Mme Karboul sait se montrer sympathique, mais ce n’est pas là l’essentiel du travail d’un ministre – “errassmi” comme on dit chez nous. Ce ne pourrait en aucun cas être “faire le tourisme” puisque l’administration ne possède ni les hôtels, ni les agences de voyages ni les compagnies aériennes ni les TO dont c’est la vocation. Le travail d’un ministre, c’est de créer les conditions favorables pour que les entreprises puissent agir. Et pour ne pas rendre trop long cet article, je citerai un aspect dont Mme Karboul devrait nous dire ce qu’elle en pense, à savoir la réforme de l’administration.

En effet, en même temps que nous possédons en Tunisie le budget de promotion le plus bas parmi nos concurrents, nous avons l’administration du Tourisme la plus budgétivore au monde. Selon un décompte que nous avons réalisé il y a quelques années sur la base des chiffres de l’OMT, nous avions constaté que notre administration était la seule au monde à consacrer 70% du budget du Tourisme aux dépenses de fonctionnement, contre seulement 30% aux dépenses de promotion. Ailleurs dans le monde, c’est l’inverse. Il semble que depuis, nous en sommes à 60/40 ; mais le mal est toujours là.
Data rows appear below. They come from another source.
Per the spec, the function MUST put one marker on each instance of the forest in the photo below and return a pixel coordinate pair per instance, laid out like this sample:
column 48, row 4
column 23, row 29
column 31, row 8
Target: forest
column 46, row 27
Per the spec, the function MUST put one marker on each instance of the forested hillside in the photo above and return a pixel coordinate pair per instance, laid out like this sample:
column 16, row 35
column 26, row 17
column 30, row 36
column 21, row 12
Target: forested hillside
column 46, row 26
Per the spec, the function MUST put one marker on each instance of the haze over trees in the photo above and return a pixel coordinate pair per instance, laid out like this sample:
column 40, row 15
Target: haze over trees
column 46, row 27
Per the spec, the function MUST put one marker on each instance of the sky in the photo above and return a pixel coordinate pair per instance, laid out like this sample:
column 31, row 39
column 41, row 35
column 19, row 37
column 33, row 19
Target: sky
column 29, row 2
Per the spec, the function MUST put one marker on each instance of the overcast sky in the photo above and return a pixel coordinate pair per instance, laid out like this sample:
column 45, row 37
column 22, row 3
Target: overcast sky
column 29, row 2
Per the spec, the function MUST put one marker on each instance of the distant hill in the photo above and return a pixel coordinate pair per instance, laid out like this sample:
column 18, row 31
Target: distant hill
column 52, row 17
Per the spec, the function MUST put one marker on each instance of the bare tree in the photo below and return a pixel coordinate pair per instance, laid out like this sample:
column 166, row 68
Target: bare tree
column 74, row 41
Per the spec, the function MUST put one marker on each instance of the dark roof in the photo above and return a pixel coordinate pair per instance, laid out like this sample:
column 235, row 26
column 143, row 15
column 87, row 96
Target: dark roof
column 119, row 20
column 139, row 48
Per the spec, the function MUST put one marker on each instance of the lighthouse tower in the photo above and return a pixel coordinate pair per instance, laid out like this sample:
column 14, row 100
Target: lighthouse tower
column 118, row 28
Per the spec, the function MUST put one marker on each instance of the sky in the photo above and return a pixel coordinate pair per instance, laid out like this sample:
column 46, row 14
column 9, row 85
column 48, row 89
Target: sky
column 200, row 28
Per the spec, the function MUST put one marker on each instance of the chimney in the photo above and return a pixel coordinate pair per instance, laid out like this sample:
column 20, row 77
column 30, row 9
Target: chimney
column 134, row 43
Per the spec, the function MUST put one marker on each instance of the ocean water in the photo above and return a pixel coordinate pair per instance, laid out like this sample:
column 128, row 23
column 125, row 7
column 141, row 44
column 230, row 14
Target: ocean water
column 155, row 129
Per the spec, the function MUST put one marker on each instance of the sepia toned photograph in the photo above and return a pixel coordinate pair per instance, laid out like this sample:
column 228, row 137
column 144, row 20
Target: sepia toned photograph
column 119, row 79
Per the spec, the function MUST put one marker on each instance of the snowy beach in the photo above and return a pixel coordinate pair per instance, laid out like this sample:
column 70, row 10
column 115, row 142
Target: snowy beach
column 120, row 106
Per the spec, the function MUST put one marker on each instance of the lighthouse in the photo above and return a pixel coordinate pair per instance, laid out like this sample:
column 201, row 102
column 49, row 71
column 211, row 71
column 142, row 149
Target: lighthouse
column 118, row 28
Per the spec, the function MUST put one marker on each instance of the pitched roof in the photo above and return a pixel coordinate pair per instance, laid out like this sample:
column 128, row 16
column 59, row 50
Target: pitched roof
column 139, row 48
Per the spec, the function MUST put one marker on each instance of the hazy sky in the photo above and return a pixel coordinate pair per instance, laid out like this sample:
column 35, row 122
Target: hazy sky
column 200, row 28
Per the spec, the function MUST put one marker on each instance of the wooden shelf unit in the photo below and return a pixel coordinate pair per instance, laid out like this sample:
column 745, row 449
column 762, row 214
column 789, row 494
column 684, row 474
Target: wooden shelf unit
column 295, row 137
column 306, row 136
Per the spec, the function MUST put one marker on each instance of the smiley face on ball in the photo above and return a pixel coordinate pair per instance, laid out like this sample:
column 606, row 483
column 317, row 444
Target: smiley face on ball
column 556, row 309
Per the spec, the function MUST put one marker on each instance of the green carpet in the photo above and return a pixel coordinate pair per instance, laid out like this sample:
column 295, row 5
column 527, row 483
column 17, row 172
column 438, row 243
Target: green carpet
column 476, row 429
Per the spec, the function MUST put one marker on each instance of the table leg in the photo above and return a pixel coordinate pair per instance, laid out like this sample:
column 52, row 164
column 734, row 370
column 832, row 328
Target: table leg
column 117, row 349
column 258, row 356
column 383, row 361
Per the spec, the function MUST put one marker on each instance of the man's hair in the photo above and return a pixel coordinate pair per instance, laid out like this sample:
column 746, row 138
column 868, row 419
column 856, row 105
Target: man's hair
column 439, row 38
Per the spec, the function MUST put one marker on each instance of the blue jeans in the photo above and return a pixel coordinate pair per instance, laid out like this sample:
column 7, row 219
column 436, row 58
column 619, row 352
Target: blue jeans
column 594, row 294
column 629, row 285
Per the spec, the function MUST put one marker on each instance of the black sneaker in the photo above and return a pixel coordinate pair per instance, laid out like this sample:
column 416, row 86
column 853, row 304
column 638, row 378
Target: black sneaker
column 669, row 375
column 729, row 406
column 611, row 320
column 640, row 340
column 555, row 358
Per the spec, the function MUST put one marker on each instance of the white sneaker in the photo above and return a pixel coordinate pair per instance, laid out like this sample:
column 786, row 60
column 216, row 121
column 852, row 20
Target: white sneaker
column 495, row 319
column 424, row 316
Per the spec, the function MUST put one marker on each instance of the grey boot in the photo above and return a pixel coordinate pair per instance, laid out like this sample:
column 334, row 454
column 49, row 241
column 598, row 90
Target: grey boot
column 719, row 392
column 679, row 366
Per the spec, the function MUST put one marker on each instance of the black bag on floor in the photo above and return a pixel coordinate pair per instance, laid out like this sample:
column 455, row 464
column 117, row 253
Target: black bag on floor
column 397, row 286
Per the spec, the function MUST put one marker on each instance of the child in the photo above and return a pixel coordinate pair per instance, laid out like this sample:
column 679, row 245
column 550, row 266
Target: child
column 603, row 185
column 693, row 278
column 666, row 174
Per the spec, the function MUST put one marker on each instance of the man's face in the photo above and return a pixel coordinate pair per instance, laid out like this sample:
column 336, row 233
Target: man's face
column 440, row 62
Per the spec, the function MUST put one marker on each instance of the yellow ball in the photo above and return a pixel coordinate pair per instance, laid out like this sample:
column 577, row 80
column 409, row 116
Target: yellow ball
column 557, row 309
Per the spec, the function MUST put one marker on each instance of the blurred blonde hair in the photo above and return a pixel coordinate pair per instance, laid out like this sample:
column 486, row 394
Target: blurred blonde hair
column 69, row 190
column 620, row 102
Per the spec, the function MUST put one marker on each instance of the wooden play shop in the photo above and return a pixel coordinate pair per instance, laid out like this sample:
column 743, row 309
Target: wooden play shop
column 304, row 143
Nos ministres préfèrent s’ingénier à créer de nouvelles taxes pour renflouer le budget de promotion, au lieu de s’attaquer à ce mal qui engloutit l’argent du contribuable sans preuve d’efficacité. Au lieu d’une telle réforme structurelle qui suppose la création d’une agence de promotion, Mme Karboul semble nous dire que « le système est bon, seuls les individus sont mauvais ». Et notamment les individus dont la tête ne lui revient pas : « Celui-là, je ne veux plus voir sa tête », l’a-t-on entendu proférer.

Alors, Mme Karboul, vous nous avez assez amusés comme ça. Il est temps pour vous de nous étonner avec des idées et des mesures innovantes qui mettraient notre tourisme à l’abri « pour les vingt prochaines années », comme vous l’avez promis.